2.3 Structures and Complex Types

In this lesson we'll talk a little about how type expressions become structures, and how these structures manifest in different ways in different parts of your Hoon code. We'll also talk about how to create your own custom-defined complex types from simpler ones.

Structures

Attentive readers may remember that Hoon programs are made of expressions. By definition, an expression produces a value. We've talked about expressions for types such as @, ^, [? *], etc. What values do these subexpressions produce? The answer is that they produce a structure.
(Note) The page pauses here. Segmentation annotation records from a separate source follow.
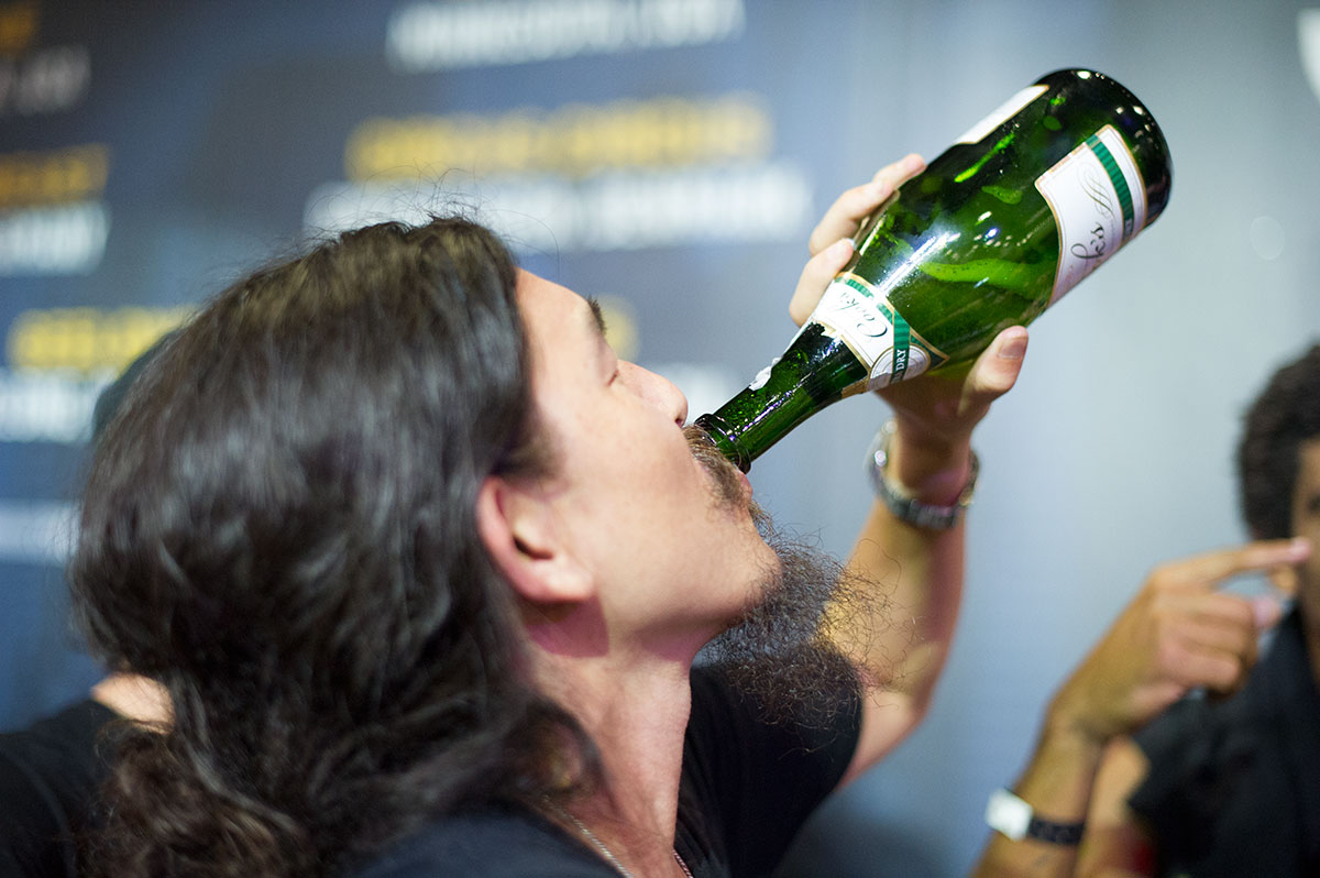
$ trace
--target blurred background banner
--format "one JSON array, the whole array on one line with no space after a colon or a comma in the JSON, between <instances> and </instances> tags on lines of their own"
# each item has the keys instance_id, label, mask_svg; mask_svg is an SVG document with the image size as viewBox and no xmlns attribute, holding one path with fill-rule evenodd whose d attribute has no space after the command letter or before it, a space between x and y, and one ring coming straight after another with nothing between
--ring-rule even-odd
<instances>
[{"instance_id":1,"label":"blurred background banner","mask_svg":"<svg viewBox=\"0 0 1320 878\"><path fill-rule=\"evenodd\" d=\"M962 874L986 795L1144 573L1243 537L1242 409L1320 335L1315 0L0 0L0 726L98 675L62 574L98 391L238 275L457 207L601 297L696 416L787 343L840 191L1069 66L1159 120L1170 209L1034 327L978 434L935 710L783 869ZM847 552L883 417L813 419L758 495Z\"/></svg>"}]
</instances>

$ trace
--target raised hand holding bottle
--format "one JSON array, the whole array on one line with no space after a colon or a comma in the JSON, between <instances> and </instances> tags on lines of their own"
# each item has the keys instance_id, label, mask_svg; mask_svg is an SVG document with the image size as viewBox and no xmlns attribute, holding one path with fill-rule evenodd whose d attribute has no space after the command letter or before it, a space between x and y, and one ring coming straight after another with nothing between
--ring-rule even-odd
<instances>
[{"instance_id":1,"label":"raised hand holding bottle","mask_svg":"<svg viewBox=\"0 0 1320 878\"><path fill-rule=\"evenodd\" d=\"M697 422L746 470L843 396L972 359L1154 222L1170 184L1131 92L1088 70L1041 78L870 217L788 350Z\"/></svg>"}]
</instances>

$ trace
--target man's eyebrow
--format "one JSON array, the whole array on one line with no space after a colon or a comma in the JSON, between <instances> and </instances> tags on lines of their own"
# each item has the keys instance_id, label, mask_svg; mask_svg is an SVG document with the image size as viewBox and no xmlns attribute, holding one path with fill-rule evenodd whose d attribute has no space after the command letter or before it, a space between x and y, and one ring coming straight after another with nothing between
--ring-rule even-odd
<instances>
[{"instance_id":1,"label":"man's eyebrow","mask_svg":"<svg viewBox=\"0 0 1320 878\"><path fill-rule=\"evenodd\" d=\"M597 330L599 330L601 335L603 337L606 334L605 310L601 309L599 300L597 300L595 296L587 296L586 297L586 304L591 306L591 317L595 320L595 327L597 327Z\"/></svg>"}]
</instances>

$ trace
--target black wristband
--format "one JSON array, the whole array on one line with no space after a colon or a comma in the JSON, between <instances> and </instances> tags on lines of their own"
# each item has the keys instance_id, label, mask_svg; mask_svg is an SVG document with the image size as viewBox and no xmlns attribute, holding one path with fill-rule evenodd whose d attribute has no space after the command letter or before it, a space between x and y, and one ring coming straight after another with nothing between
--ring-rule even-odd
<instances>
[{"instance_id":1,"label":"black wristband","mask_svg":"<svg viewBox=\"0 0 1320 878\"><path fill-rule=\"evenodd\" d=\"M1012 841L1035 838L1049 845L1080 845L1086 830L1082 823L1041 820L1026 801L1007 790L995 790L986 803L986 823Z\"/></svg>"}]
</instances>

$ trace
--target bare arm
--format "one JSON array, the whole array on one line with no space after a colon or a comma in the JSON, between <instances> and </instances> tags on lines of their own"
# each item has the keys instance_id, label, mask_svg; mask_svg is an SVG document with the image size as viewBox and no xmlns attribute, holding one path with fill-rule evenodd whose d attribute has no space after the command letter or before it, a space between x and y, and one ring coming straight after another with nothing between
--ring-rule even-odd
<instances>
[{"instance_id":1,"label":"bare arm","mask_svg":"<svg viewBox=\"0 0 1320 878\"><path fill-rule=\"evenodd\" d=\"M1195 687L1229 693L1255 663L1257 636L1279 619L1270 599L1218 591L1309 555L1300 540L1249 543L1163 565L1147 578L1051 702L1031 763L1014 787L1053 823L1088 824L1081 848L993 833L974 874L1106 878L1148 873L1148 842L1127 811L1147 766L1129 733Z\"/></svg>"},{"instance_id":2,"label":"bare arm","mask_svg":"<svg viewBox=\"0 0 1320 878\"><path fill-rule=\"evenodd\" d=\"M789 312L807 320L829 280L851 256L847 240L896 185L924 168L908 156L851 189L810 238L812 260ZM882 391L894 411L887 477L925 503L952 504L970 478L972 430L1022 368L1027 331L1001 333L975 360L946 375L923 375ZM858 449L861 459L861 449ZM869 684L862 734L845 782L883 758L921 720L944 668L962 598L964 525L935 531L907 524L880 503L867 515L849 561L866 581L892 588L874 618L830 617L829 635L853 656Z\"/></svg>"}]
</instances>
But what are structures, and what role do they play in Hoon?

You don't actually need to know much about what a structure is in order to write Hoon programs that use the type system effectively. Accordingly, we'll save the particular details for a later lesson. Here we'll give only a sketch of the most important features.

Cast Expressions

Structures play different roles in different code contexts. First, let's look at type expressions in casts:

> ^-(@ 15)
15

> ^-(^ [15 17])
[15 17]

> ^-([? *] [%.y [15 17]])
[%.y [15 17]]

The @, ^, and [? *] subexpressions have no effect on the overall value produced.

It's important to understand that these casts don't affect the runtime semantics of a program at all. They affect only the compiler behavior at compile-time. The compiler does these type-checks when compiling, but the resulting code has no value corresponding to the types above.

Accordingly, the structures produced by the type subexpressions above aren't part of the program's runtime semantics. They are compile-time values only.

Type Example Values ('Bunt' Values)

In other cases, structures can have an effect on runtime semantics. For example, consider the expression |=(a=@ 15). This produces a gate that takes any atom as its sample and returns 15.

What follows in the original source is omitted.